Just back from a wonderful trip to Texas. I attended a Women’s Retreat at Glenda Taylor’s Earthsprings http://www.earthsprings.net/index.html in East Texas. The Piney Woods got some much needed rain while we were there, but the sun didn’t desert us, and felt all the more welcome after the clearing storms.
So many lessons and memories in the connections with friends of over twenty years. And having the amazing college age daughter of one of the women present was a special gift. Great to see how women’s wisdom gets passed down to the next generation through the vehicle of women’s circles. And she mentored us, encouraging we elders not to “take to our beds” but to stay connected to members of her generation, sharing and supporting them.

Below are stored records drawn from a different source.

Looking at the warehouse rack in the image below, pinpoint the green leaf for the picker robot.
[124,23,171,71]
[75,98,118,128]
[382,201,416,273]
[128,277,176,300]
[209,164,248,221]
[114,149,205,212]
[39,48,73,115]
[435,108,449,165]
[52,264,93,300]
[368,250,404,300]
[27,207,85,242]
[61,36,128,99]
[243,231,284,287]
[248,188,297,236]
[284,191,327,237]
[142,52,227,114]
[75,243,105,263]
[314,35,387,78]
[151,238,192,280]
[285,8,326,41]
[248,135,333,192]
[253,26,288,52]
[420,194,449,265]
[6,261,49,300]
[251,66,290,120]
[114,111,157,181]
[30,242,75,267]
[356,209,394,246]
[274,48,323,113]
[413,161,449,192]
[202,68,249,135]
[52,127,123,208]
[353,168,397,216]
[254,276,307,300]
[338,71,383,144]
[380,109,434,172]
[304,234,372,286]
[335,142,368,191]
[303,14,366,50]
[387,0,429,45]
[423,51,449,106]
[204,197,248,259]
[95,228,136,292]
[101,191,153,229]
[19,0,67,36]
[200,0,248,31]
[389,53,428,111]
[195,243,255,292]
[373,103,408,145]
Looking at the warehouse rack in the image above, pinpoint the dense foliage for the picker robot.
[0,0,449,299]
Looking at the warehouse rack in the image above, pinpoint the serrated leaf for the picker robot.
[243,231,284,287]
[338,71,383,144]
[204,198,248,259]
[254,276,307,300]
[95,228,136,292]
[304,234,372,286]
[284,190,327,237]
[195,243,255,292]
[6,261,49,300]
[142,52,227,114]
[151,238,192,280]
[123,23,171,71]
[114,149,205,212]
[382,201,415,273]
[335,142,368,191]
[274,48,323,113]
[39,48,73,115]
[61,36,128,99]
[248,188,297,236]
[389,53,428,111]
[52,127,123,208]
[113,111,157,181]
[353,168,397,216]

As happens at the later stages of life, one of our members is in a nursing home and I visited her as I nearly always do when I come to Fort Worth. She has been given one of life’s most dramatic challenges to dance with, but I was inspired with how she is doing just that. Here is a prose poem I wrote about some of what I learned from her.
Sylvia Jean
Our bodies embrace in a full-bodied hug, confirming
our deeply connected 25 year sisterhood. Seated at the
café table, as in the long ago, we tell each other our
dreams. She speaks of a woman who tells her what’s
going on, and scolds her for not getting it right. I
refrain from admitting, even to myself, that her
dreams seem dreadful nightmares to me.
“I’m noticing my head,” she tells me and I see the
familiar sheepish smile. “You might think it’s silly
to be noticing my head,” she says and she chuckles,
knowing she can trust me with this information.
I remind her she always was aware of her body and
marvel at how she has kept her curiosity and wonder
at what’s happening in the Now. And her disease is
taking from her all but the Now.
I remind her we’ve been best friends through thick and thin.
“I know and I feel like I’m going to cry.”
“Me too,” I say.
She creates a poem in the moment, a gift to her husband
at his leaving. Some words are incomprehensible, but the
phrases are complete with a song-like rhythm and rhyme.
In the bittersweet moment of my leaving, she constructs
another poem, a gift to me, accompanied by a youthful
smile which takes pride in this accomplishment. We
both seem to know we must keep on keeping on, practicing
letting go, allowing her to become again the child she always was.